Please note, for now, that this problem is not relevant for us anymore,
and we will change our c-field from being of type string (docValue) to
being of type long (docValue). And faceting on huge numbers of long
docValues seem to perform very well - except for
https://issues.apache.org/jira/browse/SOLR-5444, but we have handled
that now
I would like to help verifying that the string-faceting problem that
this mailing-thread has been about, that it has been fixed in 4.5.1 -
that things are performing better and no huge mem usage. In order to be
able to do that I would really like to be able to deploy 4.5.1 on top of
my 12 billion documents indexed with 4.4.0. Can anyone confirm that I
ought to be able to do that? I have tried shortly but ran into problems.
When trying to start Solr it says
[2013-11-08 17:45:48,829]ERROR [coreLoadExecutor-4-thread-19] [logid: ] -
org.apache.solr.common.SolrException.log(SolrException.java:119)
-null:org.apache.solr.common.SolrException: Unable to create core:
mycoll_shard13_replica1
at
org.apache.solr.core.CoreContainer.recordAndThrow(CoreContainer.java:934)
at org.apache.solr.core.CoreContainer.create(CoreContainer.java:566)
at org.apache.solr.core.CoreContainer$1.call(CoreContainer.java:247)
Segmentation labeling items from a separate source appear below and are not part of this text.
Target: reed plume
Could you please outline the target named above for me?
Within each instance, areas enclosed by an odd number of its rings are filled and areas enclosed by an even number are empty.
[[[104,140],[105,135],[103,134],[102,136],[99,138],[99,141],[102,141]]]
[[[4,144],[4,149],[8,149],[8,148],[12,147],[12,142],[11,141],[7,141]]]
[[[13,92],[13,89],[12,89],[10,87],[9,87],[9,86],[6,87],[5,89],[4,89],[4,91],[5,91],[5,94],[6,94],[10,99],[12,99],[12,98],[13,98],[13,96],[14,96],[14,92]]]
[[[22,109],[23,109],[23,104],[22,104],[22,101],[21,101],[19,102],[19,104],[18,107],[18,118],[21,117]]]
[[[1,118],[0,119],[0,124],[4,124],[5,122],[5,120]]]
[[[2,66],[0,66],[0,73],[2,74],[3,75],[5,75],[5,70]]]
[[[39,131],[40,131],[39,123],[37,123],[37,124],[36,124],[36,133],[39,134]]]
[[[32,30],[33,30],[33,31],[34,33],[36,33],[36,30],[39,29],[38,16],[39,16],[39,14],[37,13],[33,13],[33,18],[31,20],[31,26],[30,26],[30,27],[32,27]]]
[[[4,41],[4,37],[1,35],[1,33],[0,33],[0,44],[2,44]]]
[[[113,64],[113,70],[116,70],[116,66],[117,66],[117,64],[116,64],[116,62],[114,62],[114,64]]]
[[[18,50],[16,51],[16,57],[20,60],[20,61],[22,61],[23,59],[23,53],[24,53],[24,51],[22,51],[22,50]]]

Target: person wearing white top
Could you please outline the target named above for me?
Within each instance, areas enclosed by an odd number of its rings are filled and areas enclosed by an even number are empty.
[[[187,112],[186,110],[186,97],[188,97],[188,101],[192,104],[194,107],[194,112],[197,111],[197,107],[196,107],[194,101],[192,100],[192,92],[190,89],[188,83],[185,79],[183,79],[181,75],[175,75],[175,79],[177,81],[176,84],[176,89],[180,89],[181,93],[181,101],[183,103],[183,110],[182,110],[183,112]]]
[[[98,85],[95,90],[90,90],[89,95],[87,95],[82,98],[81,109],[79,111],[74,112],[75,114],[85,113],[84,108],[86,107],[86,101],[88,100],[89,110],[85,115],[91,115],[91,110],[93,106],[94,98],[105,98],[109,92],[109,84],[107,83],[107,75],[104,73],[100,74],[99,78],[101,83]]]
at org.apache.solr.core.CoreContainer$1.call(CoreContainer.java:239)
at java.util.concurrent.FutureTask$Sync.innerRun(FutureTask.java:303)
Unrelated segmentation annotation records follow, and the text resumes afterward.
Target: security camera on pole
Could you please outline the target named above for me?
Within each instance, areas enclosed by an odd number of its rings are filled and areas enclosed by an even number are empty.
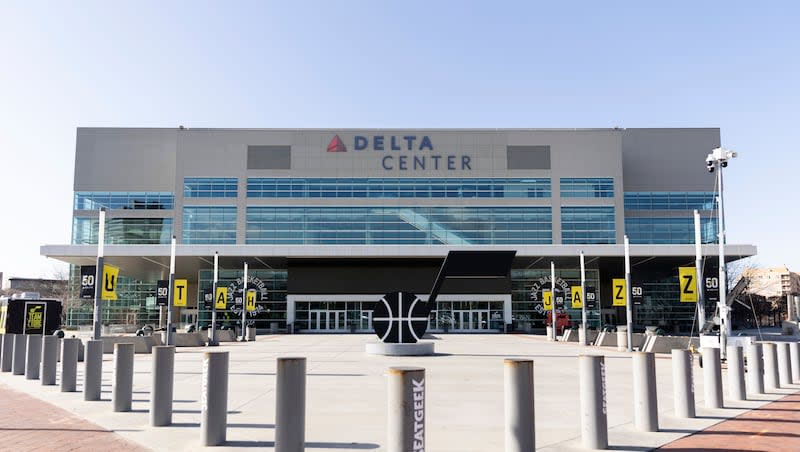
[[[211,330],[208,336],[208,345],[219,345],[217,342],[217,284],[219,282],[219,252],[214,251],[214,282],[211,285]]]
[[[175,345],[172,337],[172,305],[175,303],[175,245],[177,239],[172,236],[172,244],[169,254],[169,298],[167,299],[167,343],[164,345]]]
[[[247,340],[247,326],[245,323],[247,322],[247,309],[245,305],[247,299],[247,262],[244,263],[244,283],[242,287],[242,342]]]
[[[97,229],[97,268],[94,277],[94,318],[92,320],[92,339],[100,340],[100,307],[103,305],[103,251],[106,240],[106,208],[100,208],[100,224]]]
[[[625,240],[625,314],[628,324],[628,352],[633,351],[633,301],[631,300],[631,245],[628,236]]]
[[[728,336],[731,334],[731,313],[728,308],[727,295],[728,295],[728,280],[727,271],[725,268],[725,212],[723,210],[724,203],[722,201],[722,168],[728,166],[728,160],[736,158],[736,152],[724,149],[715,148],[706,157],[706,169],[709,173],[717,171],[717,185],[719,186],[719,206],[717,213],[719,215],[719,348],[722,359],[726,358],[726,348],[728,345]]]

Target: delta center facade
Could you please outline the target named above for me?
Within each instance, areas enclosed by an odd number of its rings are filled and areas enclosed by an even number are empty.
[[[695,263],[694,210],[703,273],[717,269],[718,187],[704,163],[719,146],[716,128],[79,128],[71,243],[41,254],[71,264],[67,325],[91,324],[80,269],[95,265],[104,208],[105,262],[119,269],[105,324],[163,322],[157,287],[175,236],[188,286],[176,321],[208,325],[217,253],[220,325],[241,318],[246,265],[257,328],[363,333],[384,294],[425,300],[449,251],[511,250],[505,278],[447,280],[429,331],[530,332],[545,323],[551,262],[557,308],[580,321],[581,253],[590,326],[624,324],[613,280],[627,235],[634,327],[686,332],[695,303],[680,301],[678,268]]]

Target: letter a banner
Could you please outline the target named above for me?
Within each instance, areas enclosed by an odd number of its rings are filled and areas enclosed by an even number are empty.
[[[611,306],[625,306],[627,294],[625,293],[625,278],[614,278],[611,280],[612,298]]]
[[[228,305],[228,288],[217,287],[217,296],[214,300],[217,309],[225,309]]]
[[[697,303],[697,269],[678,267],[678,280],[681,283],[681,303]]]
[[[189,282],[185,279],[176,279],[175,280],[175,287],[174,287],[174,296],[175,296],[175,303],[173,306],[182,308],[186,307],[186,299],[187,296],[187,289],[189,288]]]
[[[245,296],[245,308],[248,312],[256,310],[256,291],[253,289],[247,291],[247,295]]]
[[[544,302],[544,310],[553,310],[553,292],[547,290],[542,292],[542,301]]]
[[[581,286],[572,286],[570,289],[572,289],[572,309],[583,308],[583,295],[581,294]]]
[[[113,265],[103,265],[103,286],[100,290],[100,298],[103,300],[117,301],[117,278],[119,268]]]

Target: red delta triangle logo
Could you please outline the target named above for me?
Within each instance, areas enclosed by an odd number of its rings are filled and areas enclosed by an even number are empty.
[[[344,145],[344,141],[339,138],[339,135],[334,136],[328,143],[328,152],[347,152],[347,146]]]

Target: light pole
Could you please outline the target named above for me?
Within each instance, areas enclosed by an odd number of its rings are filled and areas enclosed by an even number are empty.
[[[728,160],[735,158],[736,152],[724,148],[715,148],[706,157],[706,169],[709,173],[717,171],[717,185],[719,186],[719,206],[717,208],[719,223],[719,308],[720,328],[719,328],[719,347],[720,356],[722,359],[726,358],[726,349],[728,345],[728,336],[731,334],[731,313],[728,309],[727,295],[728,295],[728,280],[727,271],[725,269],[725,210],[722,198],[722,168],[728,166]]]

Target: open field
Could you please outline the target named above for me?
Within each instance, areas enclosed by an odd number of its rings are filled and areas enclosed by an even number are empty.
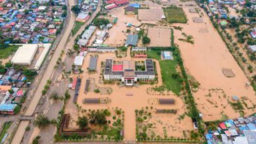
[[[125,43],[127,36],[129,34],[126,32],[127,29],[131,29],[131,33],[135,31],[135,27],[127,27],[126,24],[131,23],[134,26],[140,25],[140,22],[137,19],[137,15],[125,14],[125,7],[120,7],[110,10],[108,12],[110,15],[117,18],[117,21],[114,26],[108,30],[110,37],[106,39],[104,44],[108,45],[110,46],[121,46]]]
[[[175,24],[183,27],[182,31],[175,30],[175,42],[179,46],[188,73],[200,84],[194,96],[198,108],[203,114],[203,120],[219,120],[223,115],[234,118],[254,113],[256,97],[252,87],[245,86],[248,79],[228,52],[207,14],[204,13],[202,17],[205,24],[194,23],[193,17],[199,16],[197,13],[189,12],[191,8],[184,7],[188,25]],[[182,33],[192,35],[194,44],[179,41],[183,37]],[[226,77],[222,71],[223,68],[232,69],[235,77]],[[234,96],[239,98],[238,101],[234,101]],[[243,108],[239,106],[240,103]],[[249,105],[251,107],[246,106]]]
[[[175,111],[176,108],[175,105],[168,105],[165,109]],[[136,111],[137,138],[190,138],[191,124],[181,122],[191,120],[190,117],[184,115],[184,107],[174,113],[158,113],[156,111],[156,108],[150,107],[142,107]],[[170,117],[173,117],[176,118],[169,120]]]
[[[171,46],[171,29],[169,27],[149,26],[148,37],[150,39],[148,46]]]
[[[161,50],[148,50],[147,53],[148,58],[159,61],[164,88],[179,96],[182,90],[182,78],[177,72],[179,64],[176,56],[175,56],[174,60],[161,60]],[[158,90],[161,91],[161,89],[159,88]]]
[[[160,21],[163,15],[163,9],[139,9],[138,19],[143,21]]]
[[[186,15],[182,8],[172,6],[163,8],[163,12],[169,23],[186,23]]]
[[[129,48],[127,54],[129,54],[130,49]],[[84,62],[89,61],[89,54],[84,60]],[[152,101],[154,99],[160,98],[171,98],[175,99],[176,103],[171,107],[173,109],[179,109],[179,112],[177,115],[173,115],[172,117],[162,117],[161,118],[163,122],[172,122],[171,127],[167,130],[167,134],[169,136],[184,137],[183,133],[182,130],[192,130],[193,129],[192,123],[191,119],[185,118],[184,119],[179,120],[180,115],[183,115],[186,111],[186,109],[184,106],[184,103],[182,100],[177,97],[175,94],[170,92],[159,92],[158,91],[154,90],[155,86],[161,86],[162,79],[160,73],[160,65],[159,62],[156,60],[155,61],[156,68],[158,73],[158,82],[154,84],[154,85],[150,84],[140,84],[137,86],[134,87],[123,87],[120,86],[117,83],[114,84],[104,84],[102,81],[102,75],[100,75],[102,73],[102,67],[101,65],[101,62],[104,62],[106,58],[114,58],[116,60],[139,60],[141,61],[143,59],[141,58],[131,58],[130,55],[127,55],[125,58],[116,58],[116,54],[114,53],[104,53],[104,54],[98,54],[98,60],[97,62],[97,68],[96,72],[94,73],[89,73],[87,71],[87,67],[89,65],[88,62],[85,62],[82,67],[82,69],[84,69],[84,72],[82,74],[80,74],[80,77],[82,79],[81,88],[79,90],[79,95],[77,98],[77,104],[81,106],[82,109],[112,109],[113,107],[119,107],[124,111],[124,138],[127,141],[135,140],[136,139],[136,115],[135,111],[136,109],[140,109],[142,107],[148,107],[154,106],[154,107],[158,109],[167,109],[169,107],[169,105],[160,105],[156,104],[156,103],[152,103]],[[173,70],[173,69],[172,69]],[[172,71],[171,70],[171,71]],[[94,85],[95,87],[91,87],[90,90],[84,93],[84,88],[85,86],[85,80],[86,79],[93,79],[91,81],[90,85]],[[93,89],[98,88],[99,90],[102,90],[104,88],[111,87],[111,91],[108,93],[100,92],[96,93]],[[127,96],[127,94],[131,94],[132,96]],[[109,98],[110,99],[110,103],[105,104],[85,104],[82,102],[82,100],[85,98],[102,98],[106,99]],[[136,101],[136,102],[135,102]],[[70,113],[72,115],[72,118],[74,121],[79,115],[78,112],[75,106],[74,106],[72,103],[68,103],[66,109],[65,109],[65,113]],[[154,116],[151,121],[157,121],[158,117]],[[190,122],[188,122],[190,121]],[[74,124],[73,124],[74,125]],[[162,130],[162,127],[164,126],[164,124],[158,124],[156,128],[159,130]],[[175,131],[175,133],[173,132]],[[162,132],[159,131],[160,135],[161,135]],[[156,135],[157,132],[156,133]]]

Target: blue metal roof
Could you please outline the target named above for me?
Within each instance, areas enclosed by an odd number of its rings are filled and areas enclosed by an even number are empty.
[[[16,104],[3,104],[0,105],[0,111],[12,111],[14,110]]]
[[[247,126],[249,128],[249,130],[256,130],[256,126],[253,123],[247,124]]]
at java.util.concurrent.FutureTask.run(FutureTask.java:138)
at
java.util.concurrent.Executors$RunnableAdapter.call(Executors.java:439)
at java.util.concurrent.FutureTask$Sync.innerRun(FutureTask.java:303)
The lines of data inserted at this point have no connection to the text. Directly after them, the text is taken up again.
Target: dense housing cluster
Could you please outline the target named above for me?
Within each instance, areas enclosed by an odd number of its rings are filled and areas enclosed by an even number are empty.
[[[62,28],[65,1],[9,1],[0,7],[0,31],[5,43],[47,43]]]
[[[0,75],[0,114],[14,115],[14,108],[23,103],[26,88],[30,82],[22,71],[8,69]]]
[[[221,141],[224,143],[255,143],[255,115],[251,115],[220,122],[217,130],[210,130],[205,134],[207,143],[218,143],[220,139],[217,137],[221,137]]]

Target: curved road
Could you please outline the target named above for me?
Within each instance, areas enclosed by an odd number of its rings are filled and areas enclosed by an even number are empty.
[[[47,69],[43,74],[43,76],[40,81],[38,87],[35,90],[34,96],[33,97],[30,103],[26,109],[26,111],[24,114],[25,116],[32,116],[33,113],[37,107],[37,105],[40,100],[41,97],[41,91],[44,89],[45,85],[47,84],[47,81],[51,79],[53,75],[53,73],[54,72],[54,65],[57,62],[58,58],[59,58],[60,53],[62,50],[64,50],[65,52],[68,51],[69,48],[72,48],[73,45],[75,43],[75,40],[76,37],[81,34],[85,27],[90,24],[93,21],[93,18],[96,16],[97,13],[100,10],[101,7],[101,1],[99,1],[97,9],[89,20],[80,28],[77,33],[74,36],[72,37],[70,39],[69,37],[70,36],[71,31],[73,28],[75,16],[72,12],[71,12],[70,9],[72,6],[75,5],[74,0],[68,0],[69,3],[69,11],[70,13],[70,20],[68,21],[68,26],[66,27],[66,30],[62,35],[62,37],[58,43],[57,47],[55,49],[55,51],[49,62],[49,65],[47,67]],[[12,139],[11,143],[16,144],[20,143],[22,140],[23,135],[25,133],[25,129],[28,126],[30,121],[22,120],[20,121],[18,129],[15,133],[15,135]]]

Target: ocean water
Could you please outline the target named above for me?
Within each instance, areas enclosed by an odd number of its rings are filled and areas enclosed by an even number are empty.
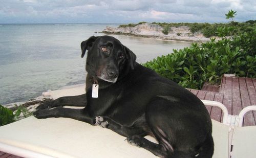
[[[26,101],[48,89],[84,83],[80,43],[117,24],[0,25],[0,104]],[[190,43],[113,35],[143,63]]]

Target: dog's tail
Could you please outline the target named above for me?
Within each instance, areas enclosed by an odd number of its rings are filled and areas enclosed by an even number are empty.
[[[190,158],[193,157],[182,151],[174,151],[167,156],[168,158]]]
[[[168,158],[210,158],[214,151],[214,140],[211,134],[208,134],[205,141],[200,145],[198,151],[191,151],[186,153],[182,151],[174,150],[167,156]]]

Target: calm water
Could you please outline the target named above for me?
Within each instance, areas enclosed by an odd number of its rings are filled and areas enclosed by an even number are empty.
[[[0,104],[25,101],[48,89],[84,83],[80,44],[110,24],[0,25]],[[190,45],[113,35],[143,63]]]

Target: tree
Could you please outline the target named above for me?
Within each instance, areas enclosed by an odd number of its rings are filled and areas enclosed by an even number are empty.
[[[237,11],[233,11],[232,9],[229,10],[227,14],[225,14],[225,15],[226,15],[226,18],[227,19],[231,18],[232,19],[232,21],[233,22],[234,19],[233,18],[234,17],[234,16],[237,15],[237,14],[236,14],[236,13]]]

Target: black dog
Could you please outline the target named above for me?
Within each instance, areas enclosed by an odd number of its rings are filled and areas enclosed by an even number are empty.
[[[133,52],[113,37],[92,36],[81,48],[82,57],[88,50],[86,94],[41,104],[35,117],[70,118],[99,125],[160,157],[212,156],[211,120],[196,96],[137,63]],[[159,144],[144,138],[146,135]]]

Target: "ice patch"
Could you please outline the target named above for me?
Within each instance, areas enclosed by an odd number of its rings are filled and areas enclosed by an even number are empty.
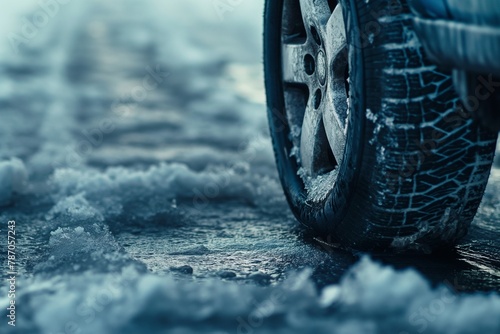
[[[11,159],[0,162],[0,205],[9,204],[16,193],[22,193],[27,185],[28,172],[23,162]]]
[[[245,154],[252,154],[251,149]],[[269,157],[255,158],[268,160]],[[90,205],[105,218],[123,212],[144,216],[171,207],[174,199],[190,201],[200,210],[213,201],[236,200],[263,208],[283,204],[281,188],[273,176],[255,173],[245,164],[213,167],[197,172],[183,164],[151,166],[145,170],[113,167],[105,170],[57,170],[52,178],[56,202],[72,197]],[[63,206],[65,207],[65,206]],[[70,209],[78,213],[77,208]],[[52,214],[60,212],[57,206]],[[83,213],[82,213],[83,214]]]
[[[65,232],[59,232],[64,234]],[[73,232],[76,238],[79,232]],[[83,233],[83,232],[82,232]],[[433,289],[412,269],[368,258],[339,284],[317,291],[311,271],[271,287],[216,279],[204,284],[140,274],[84,272],[65,281],[29,279],[15,330],[59,333],[498,333],[500,296]],[[29,287],[29,288],[28,288]],[[2,295],[2,307],[6,299]],[[42,307],[43,305],[43,307]],[[8,329],[8,333],[14,333]]]

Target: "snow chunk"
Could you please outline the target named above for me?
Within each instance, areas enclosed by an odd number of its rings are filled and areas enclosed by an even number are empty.
[[[26,188],[28,172],[23,162],[13,158],[0,162],[0,205],[8,204],[14,194]]]

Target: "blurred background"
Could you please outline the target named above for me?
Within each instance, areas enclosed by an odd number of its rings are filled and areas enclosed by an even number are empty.
[[[314,239],[277,178],[262,17],[261,0],[2,2],[2,333],[500,331],[498,162],[454,254]]]

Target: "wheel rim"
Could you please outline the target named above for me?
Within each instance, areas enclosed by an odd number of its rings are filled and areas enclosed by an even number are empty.
[[[292,152],[305,174],[342,163],[349,115],[348,46],[337,1],[285,1],[282,79]]]

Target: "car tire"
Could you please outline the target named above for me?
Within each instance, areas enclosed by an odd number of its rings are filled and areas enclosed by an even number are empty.
[[[345,22],[343,32],[316,25],[325,23],[317,17],[327,15],[326,6]],[[427,59],[407,2],[267,0],[264,20],[270,133],[295,217],[326,242],[362,250],[430,251],[463,237],[488,182],[497,134],[460,106],[450,74]],[[330,19],[327,25],[339,28]],[[337,54],[321,55],[339,34],[346,39],[341,65]],[[289,51],[307,43],[304,55]],[[342,101],[332,91],[343,67],[349,102],[342,136],[325,124],[332,109],[339,119],[334,104]],[[319,105],[321,116],[308,116]]]

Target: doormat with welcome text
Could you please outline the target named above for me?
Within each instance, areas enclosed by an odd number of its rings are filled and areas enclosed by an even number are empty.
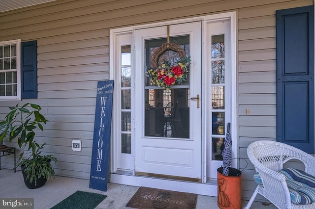
[[[196,194],[141,187],[126,206],[138,209],[194,209],[196,204]]]
[[[94,209],[106,197],[100,194],[77,191],[51,209]]]

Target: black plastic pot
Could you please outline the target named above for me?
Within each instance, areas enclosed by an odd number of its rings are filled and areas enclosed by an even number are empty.
[[[22,169],[22,173],[23,174],[23,178],[24,179],[24,183],[26,186],[29,189],[36,189],[37,188],[41,187],[46,183],[46,182],[47,181],[47,178],[44,178],[41,176],[40,178],[37,179],[36,181],[33,181],[31,183],[30,182],[29,179],[27,179],[27,174],[24,172],[24,166],[21,166]],[[36,182],[36,183],[35,183]]]

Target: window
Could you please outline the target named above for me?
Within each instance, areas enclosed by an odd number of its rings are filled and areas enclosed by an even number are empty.
[[[21,41],[0,42],[0,99],[11,100],[20,98]]]

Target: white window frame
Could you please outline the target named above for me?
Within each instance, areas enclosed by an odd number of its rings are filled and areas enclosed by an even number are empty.
[[[16,96],[0,96],[0,101],[21,100],[21,39],[0,41],[0,46],[12,44],[16,45]],[[0,73],[8,71],[12,69],[0,70]]]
at java.util.concurrent.FutureTask.run(FutureTask.java:138)
at
java.util.concurrent.ThreadPoolExecutor$Worker.runTask(ThreadPoolExecutor.java:886)
at
java.util.concurrent.ThreadPoolExecutor$Worker.run(ThreadPoolExecutor.java:908)
at java.lang.Thread.run(Thread.java:662)
Caused by: org.apache.solr.common.SolrException: Error openingnew searcher
at org.apache.solr.core.SolrCore.<init>(SolrCore.java:834)
at org.apache.solr.core.SolrCore.<init>(SolrCore.java:625)
at org.apache.solr.core.ZkContainer.createFromZk(ZkContainer.java:256)
at org.apache.solr.core.CoreContainer.create(CoreContainer.java:555)
... 10 more
Caused by: org.apache.solr.common.SolrException: Error openingnew searcher
at org.apache.solr.core.SolrCore.openNewSearcher(SolrCore.java:1477)
at org.apache.solr.core.SolrCore.getSearcher(SolrCore.java:1589)
at org.apache.solr.core.SolrCore.<init>(SolrCore.java:821)
... 13 more
Caused by: org.apache.lucene.index.CorruptIndexException: Unknown format: 12,
input=MMapIndexInput(path="/usr/lib/solr/data/mycoll_shard13_replica1/data/index/_1k63_Disk_0.dvdm")
at
org.apache.lucene.codecs.lucene45.Lucene45DocValuesProducer.readNumericEntry(Lucene45DocValuesProducer.java:207)
at
org.apache.lucene.codecs.lucene45.Lucene45DocValuesProducer.readFields(Lucene45DocValuesProducer.java:120)
at
org.apache.lucene.codecs.lucene45.Lucene45DocValuesProducer.<init>(Lucene45DocValuesProducer.java:85)
at
org.apache.lucene.codecs.diskdv.DiskDocValuesProducer.<init>(DiskDocValuesProducer.java:31)
at
org.apache.lucene.codecs.diskdv.DiskDocValuesFormat.fieldsProducer(DiskDocValuesFormat.java:56)
at
org.apache.lucene.codecs.perfield.PerFieldDocValuesFormat$FieldsReader.<init>(PerFieldDocValuesFormat.java:215)
at
org.apache.lucene.codecs.perfield.PerFieldDocValuesFormat.fieldsProducer(PerFieldDocValuesFormat.java:300)
at
org.apache.lucene.index.SegmentCoreReaders.<init>(SegmentCoreReaders.java:140)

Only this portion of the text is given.